This satellite image provided by NOAA shows Hurricane Fiona in the Caribbean on Sunday. (NOAA via AP)
By LYNAIRE MUNNINGS
WITH the hurricane season heating up, local stores are advising Bahamians to make the necessary preparations in advance of a major storm.
The marketing director at CBS Bahamas told this newspaper that the store has not seen a large increase in the number of persons purchasing hurricane supplies, however, they have seen people window shopping in hopes of purchasing these items.
“For the most part, we do have people who come in for our display, they mostly check it out, and see what we have to offer because every season, we basically do a percentage off of hurricane supplies,” Shawn Gomez said during a recent interview.
“We do see a lot of people checking them out, but I can’t say that there has been a large increase in the numbers of persons purchasing those items,” she added.
Ms Gomez expressed the importance of knowing your environment and the effects a natural disaster such as a hurricane would have on one’s community.
“To be prepared to understand your home and the (effects) that a natural disaster like a hurricane would have on your community and your surroundings,” she said.
“We really want to get Bahamians into the idea that they can purchase these items (hurricane supplies) anytime as we sell these items throughout the year, and they can purchase them as they go and store up and then have them for use for hurricane season.”
Sharing similar views, Adrian Burrows, general manager of JBR Building Supplies, said from past experience Bahamians tend to wait until the “ninth” hour to purchase hurricane supplies.
“They don’t want to spend that money, they wait until the ninth hour and they realise they have to spend it then they spend,” he told The Tribune.
According to Mr Burrows, the most common hurricane supplies purchased include: nails, concrete screws, barrel bolts, flashlights, duct tape and sandbags.

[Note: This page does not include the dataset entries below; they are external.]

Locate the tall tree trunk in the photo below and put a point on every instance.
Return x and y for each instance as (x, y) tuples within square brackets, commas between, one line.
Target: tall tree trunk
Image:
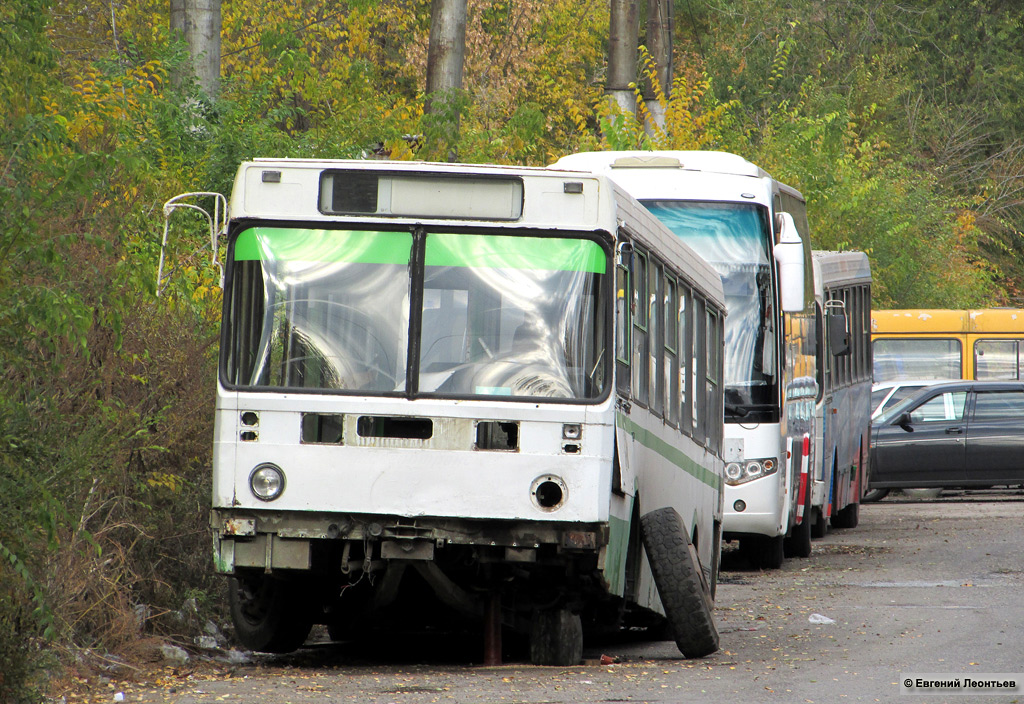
[(660, 23), (445, 57), (198, 22), (623, 43)]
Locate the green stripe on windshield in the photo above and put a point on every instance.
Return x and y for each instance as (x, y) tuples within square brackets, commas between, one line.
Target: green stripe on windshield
[(301, 245), (508, 252)]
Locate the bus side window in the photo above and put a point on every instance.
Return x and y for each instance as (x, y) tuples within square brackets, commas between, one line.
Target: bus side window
[(655, 345), (699, 371), (715, 409), (671, 375), (640, 352), (685, 360)]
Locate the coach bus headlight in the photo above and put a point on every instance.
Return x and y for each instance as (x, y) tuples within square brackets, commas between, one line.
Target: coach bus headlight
[(749, 470), (266, 482)]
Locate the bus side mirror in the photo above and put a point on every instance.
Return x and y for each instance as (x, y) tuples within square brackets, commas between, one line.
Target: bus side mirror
[(839, 334), (790, 258)]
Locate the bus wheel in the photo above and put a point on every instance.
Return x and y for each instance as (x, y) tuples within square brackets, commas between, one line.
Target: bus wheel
[(848, 517), (820, 525), (556, 638), (270, 615), (681, 584), (799, 542)]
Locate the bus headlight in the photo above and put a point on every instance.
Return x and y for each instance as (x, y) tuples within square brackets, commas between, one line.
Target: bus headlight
[(749, 470), (266, 482)]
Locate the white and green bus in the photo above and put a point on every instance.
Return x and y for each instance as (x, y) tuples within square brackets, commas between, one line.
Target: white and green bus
[(484, 395), (753, 229)]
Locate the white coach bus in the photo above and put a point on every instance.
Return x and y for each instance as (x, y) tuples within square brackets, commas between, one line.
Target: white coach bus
[(843, 315), (753, 229), (486, 395)]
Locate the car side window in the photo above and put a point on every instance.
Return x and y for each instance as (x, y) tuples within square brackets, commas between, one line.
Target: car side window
[(944, 407), (998, 405)]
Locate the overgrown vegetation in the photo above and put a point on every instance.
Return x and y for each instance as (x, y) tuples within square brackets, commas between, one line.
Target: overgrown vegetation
[(900, 123)]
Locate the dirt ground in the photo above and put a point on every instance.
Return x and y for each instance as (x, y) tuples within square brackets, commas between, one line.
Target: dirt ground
[(920, 587)]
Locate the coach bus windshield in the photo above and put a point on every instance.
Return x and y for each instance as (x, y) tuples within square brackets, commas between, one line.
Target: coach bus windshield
[(495, 315), (733, 237)]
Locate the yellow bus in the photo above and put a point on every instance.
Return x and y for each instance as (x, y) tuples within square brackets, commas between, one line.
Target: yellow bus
[(935, 344)]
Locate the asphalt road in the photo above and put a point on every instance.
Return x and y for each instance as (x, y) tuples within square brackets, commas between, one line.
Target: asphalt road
[(919, 587)]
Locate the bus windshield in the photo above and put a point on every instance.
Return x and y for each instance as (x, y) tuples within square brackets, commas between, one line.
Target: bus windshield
[(733, 237), (495, 314)]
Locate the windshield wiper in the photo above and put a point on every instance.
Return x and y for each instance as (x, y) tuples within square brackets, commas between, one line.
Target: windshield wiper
[(736, 410)]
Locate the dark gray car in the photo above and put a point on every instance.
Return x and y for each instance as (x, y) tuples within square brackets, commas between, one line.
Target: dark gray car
[(952, 435)]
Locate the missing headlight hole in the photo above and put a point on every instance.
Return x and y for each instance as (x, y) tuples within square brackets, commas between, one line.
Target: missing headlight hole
[(498, 435)]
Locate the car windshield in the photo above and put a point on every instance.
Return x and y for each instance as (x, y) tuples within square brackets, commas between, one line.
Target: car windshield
[(898, 394), (497, 314), (895, 409)]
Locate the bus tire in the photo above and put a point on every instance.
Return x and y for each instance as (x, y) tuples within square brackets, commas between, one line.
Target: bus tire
[(798, 544), (849, 517), (270, 615), (681, 584), (556, 638), (820, 525)]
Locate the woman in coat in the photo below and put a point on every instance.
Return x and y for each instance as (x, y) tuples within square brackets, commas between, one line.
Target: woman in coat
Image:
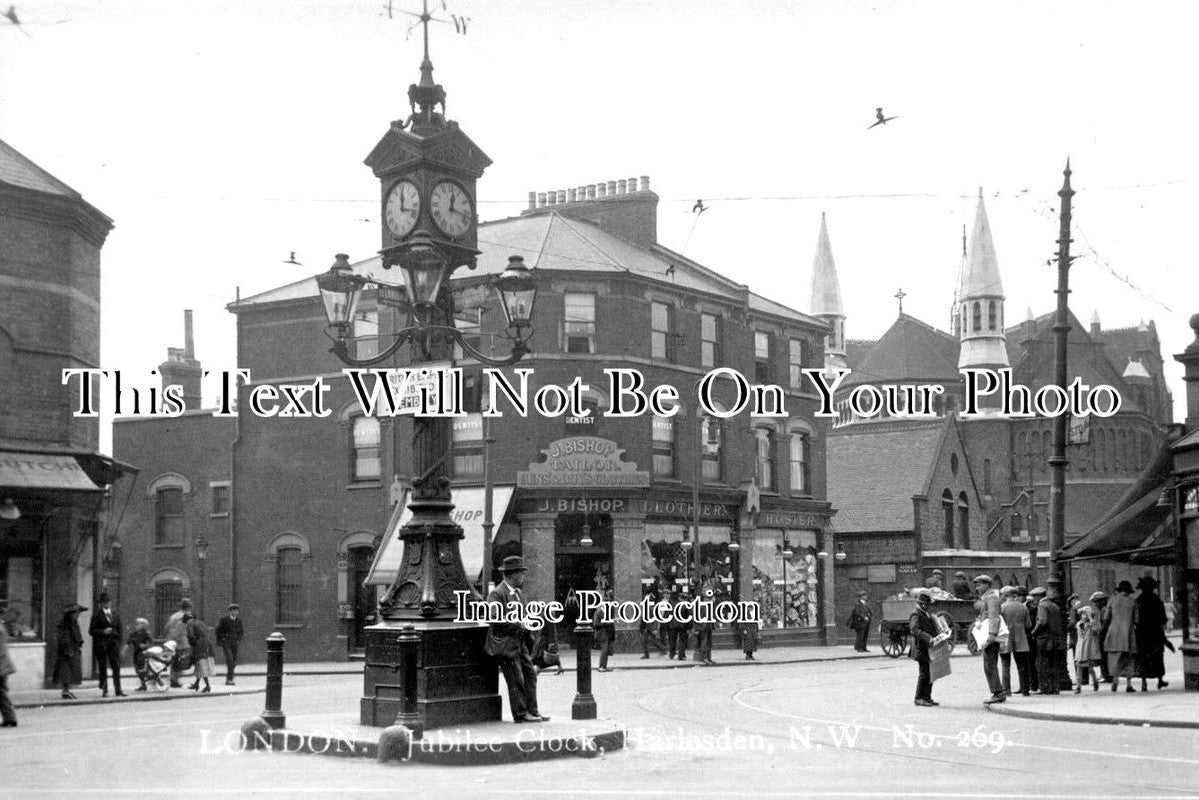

The general manager also urged locals to be prepared at all times.
“We live in a hurricane zone, be prepared all the time, don’t wait for a hurricane to show up on the charts,” he said. “This is our natural disaster so we should be prepared at all times — shutters should be in your garage, generators and lights should be something you have on hand at all times.”
Despite these views that Bahamians need to be more prepared, Anthony Roberts, general manager of City Lumber Yard, disagreed.
“Generally, it’s been my experience that the Bahamian public prepares a bit in advance now whether you would say a week in advance maybe not, but most of our folks will try and work ahead of things, but, of course, there will always be a little last-minute rush,” Mr Roberts said.
He said the uncertainty of a storm’s path contributes toward local’s reluctance to purchase hurricane supplies in advance.
Hurricane season runs from June 1 through November 30.